Bill Generett Jr., J.D. remembers Homewood as a thriving community. Speaking to an audience of approximately 50 people he mentioned the former Athletic Foot, the Subway Shop and a few other establishments that once operated in the community. His recollection dates back 20 years.

LISTEN CAREFULLY—Bill Generett Jr., J.D., executive director of Urban Innovation 21 unveils the Homewood Business Grant to an audience at the Homewood Library. (Photo by Diane I. Daniels)

As executive director of Urban Innovation 21, Generett’s goal is to improve the business conditions of a once thriving community. His organization, a non-profit, is structured to provide various incentives such as business support services, grants, tax incentives, and interns. It is structured to help businesses grow, to create jobs and to create wealth for the owners.

Based in the Hill District at 1901 Centre Avenue, Urban Innovation 21 is considered a public-private partnership that boosts regional economic development through 21st century innovation-driven entrepreneurship. Generett said the group had a reputation of offering incentives focused on technology companies mostly located in a geographic area that includes parts of the Hill District, Downtown, North Side and the South Side sections of Pittsburgh. They aim to change that thinking.

Recently in Homewood conducting an information session, Generett and his staff Carolina Pais-Barreto Beyers and consultant David Hopkins announced the launching of a grant program for profit businesses in Homewood called the Homewood Business Grant Competition.

“We are looking to play a small role in revitalizing the business district,” Generett said. “Our part is to help businesses; that is why the concentration and focus will be around the Homewood Avenue Corridor.”

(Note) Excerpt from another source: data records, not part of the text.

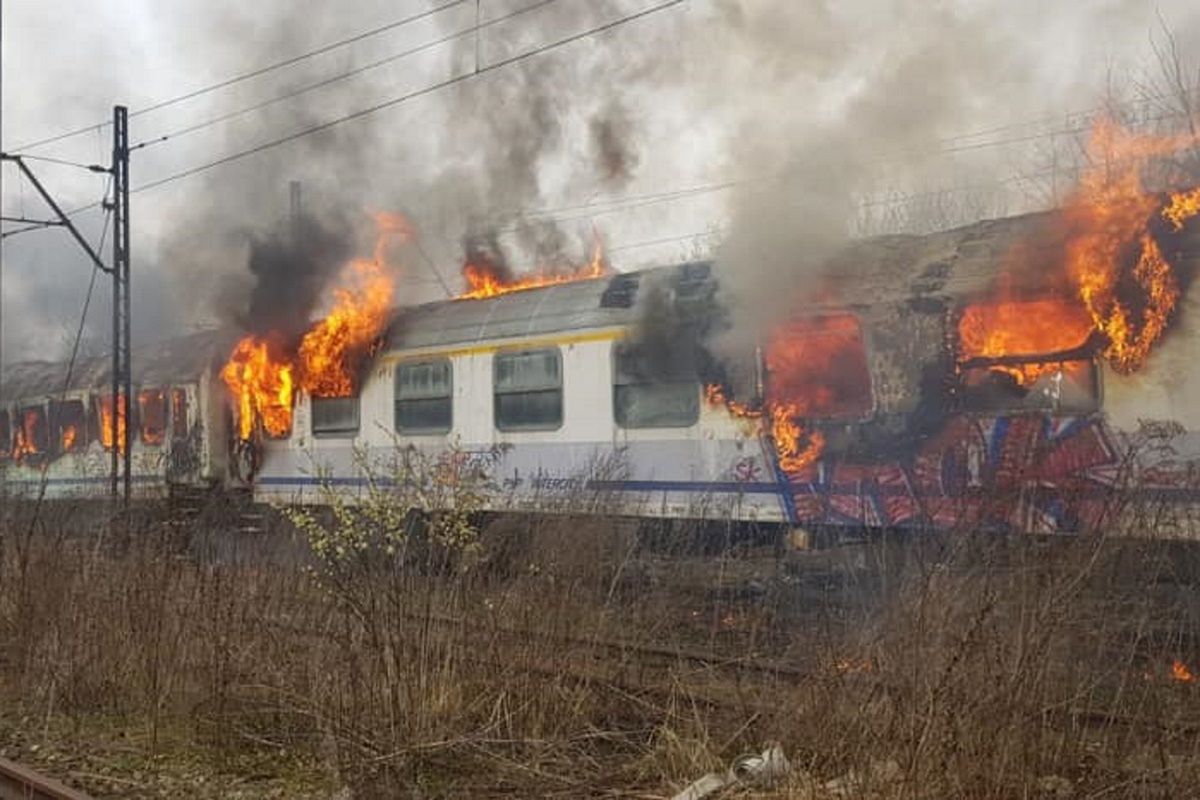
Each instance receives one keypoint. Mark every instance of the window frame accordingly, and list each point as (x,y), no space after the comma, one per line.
(178,425)
(441,431)
(144,397)
(617,383)
(54,421)
(335,433)
(559,389)
(41,449)
(131,421)
(969,404)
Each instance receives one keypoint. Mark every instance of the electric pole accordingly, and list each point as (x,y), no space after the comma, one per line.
(123,372)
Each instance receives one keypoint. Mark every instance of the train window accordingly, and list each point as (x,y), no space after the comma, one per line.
(528,390)
(153,415)
(1048,385)
(641,400)
(105,414)
(424,397)
(335,416)
(178,414)
(30,433)
(69,426)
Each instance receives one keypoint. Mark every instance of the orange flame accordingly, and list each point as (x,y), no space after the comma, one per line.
(105,405)
(1121,282)
(261,373)
(331,350)
(1111,214)
(485,281)
(153,415)
(24,439)
(816,367)
(1023,328)
(262,385)
(1183,206)
(70,435)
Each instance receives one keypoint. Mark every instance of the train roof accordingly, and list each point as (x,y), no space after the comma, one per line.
(575,305)
(892,269)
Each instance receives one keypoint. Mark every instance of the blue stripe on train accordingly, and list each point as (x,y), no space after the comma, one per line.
(1180,493)
(60,481)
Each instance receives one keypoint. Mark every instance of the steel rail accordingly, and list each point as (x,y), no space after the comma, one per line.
(19,782)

Indicating that $100,000 is the total amount Urban Innovation 21 has to award the Homewood project, Generett pointed out that details for the grant program are still being finalized. Not sure the number of grants that will be presented, he estimated that the allocations will not be more than $10,000 for each company. He did indicate the following as goals for the business grant competition: to increase the number of new start-up businesses in Homewood; to provide small grants to some successful existing businesses to help them grow; to connect Homewood businesses to existing sources of financing; to recruit other organizations to provide resources and services that will create successful businesses owned by Homewood residents; to increase awareness of and get more Homewood based businesses to use the services of existing business service providers and to assist the Homewood community become connected to the city’s successful new economy. Staff expect to launch the grant program in November with awards to take place in March of 2013.

Concerns from the audience during the Oct. 30 session focused on other funders involved in the program, the designated area of focus and other business assistance groups located in Homewood. Assuring that funders involved like PNC Bank, Bridgeway Capital and Kiva are on board to be creative and focused on making the program a success, Generett pointed out that their goal is to be sensitive and to help people through issues like credit and receiving capital to make their business ventures successful.

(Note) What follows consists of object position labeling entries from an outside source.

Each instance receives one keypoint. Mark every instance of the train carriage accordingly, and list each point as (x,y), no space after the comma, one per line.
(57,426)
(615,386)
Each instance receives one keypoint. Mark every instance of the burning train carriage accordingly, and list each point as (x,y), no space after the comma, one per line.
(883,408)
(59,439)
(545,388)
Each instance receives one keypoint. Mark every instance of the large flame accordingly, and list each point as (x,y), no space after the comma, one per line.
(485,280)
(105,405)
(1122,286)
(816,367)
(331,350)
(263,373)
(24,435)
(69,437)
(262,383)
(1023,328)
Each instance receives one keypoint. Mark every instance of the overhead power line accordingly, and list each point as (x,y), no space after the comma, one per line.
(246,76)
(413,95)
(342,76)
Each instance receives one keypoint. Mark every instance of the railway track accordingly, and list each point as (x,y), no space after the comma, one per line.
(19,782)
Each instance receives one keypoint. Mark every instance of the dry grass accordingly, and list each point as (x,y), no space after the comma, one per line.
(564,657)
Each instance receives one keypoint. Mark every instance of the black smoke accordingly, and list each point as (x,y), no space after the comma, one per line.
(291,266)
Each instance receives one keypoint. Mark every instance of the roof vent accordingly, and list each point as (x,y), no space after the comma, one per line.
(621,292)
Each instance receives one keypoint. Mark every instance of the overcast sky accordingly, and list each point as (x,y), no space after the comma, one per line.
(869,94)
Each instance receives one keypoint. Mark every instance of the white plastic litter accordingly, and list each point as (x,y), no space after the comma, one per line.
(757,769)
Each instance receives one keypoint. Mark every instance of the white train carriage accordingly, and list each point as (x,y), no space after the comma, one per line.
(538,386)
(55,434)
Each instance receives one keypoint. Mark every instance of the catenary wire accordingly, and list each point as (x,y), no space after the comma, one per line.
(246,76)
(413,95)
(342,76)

With the current boundaries of the project focusing around Frankstown, North Homewood, Hamilton, Bennett, North Lang and Brushton Avenues, it was explained that the zone is aspirational and that nothing is written in stone. Grants can be made to home based businesses, startups as well as existing businesses.

Majestic Lane, senior executive assistant to Senator Jim Ferlo, addressing the question on existing business groups in the area, pointed out that Operation Better Block and the Homewood Children’s Village are on board. Staff from both groups were present. He also stated that area business owners have been meeting to organize a Homewood chamber. Recognizing that currently there is no community development corporation in Homewood, he acknowledged that Councilman Ricky Burgess is working to identify someone to operate an East End Consortium.

Excited about the possibilities for the Homewood Grant Competition, Generett assured the crowd of potential and existing entre­pre­neurs that he and his staff will do what they can to make the project successful. “We will work with all businesses and individually meet with groups and organizations.”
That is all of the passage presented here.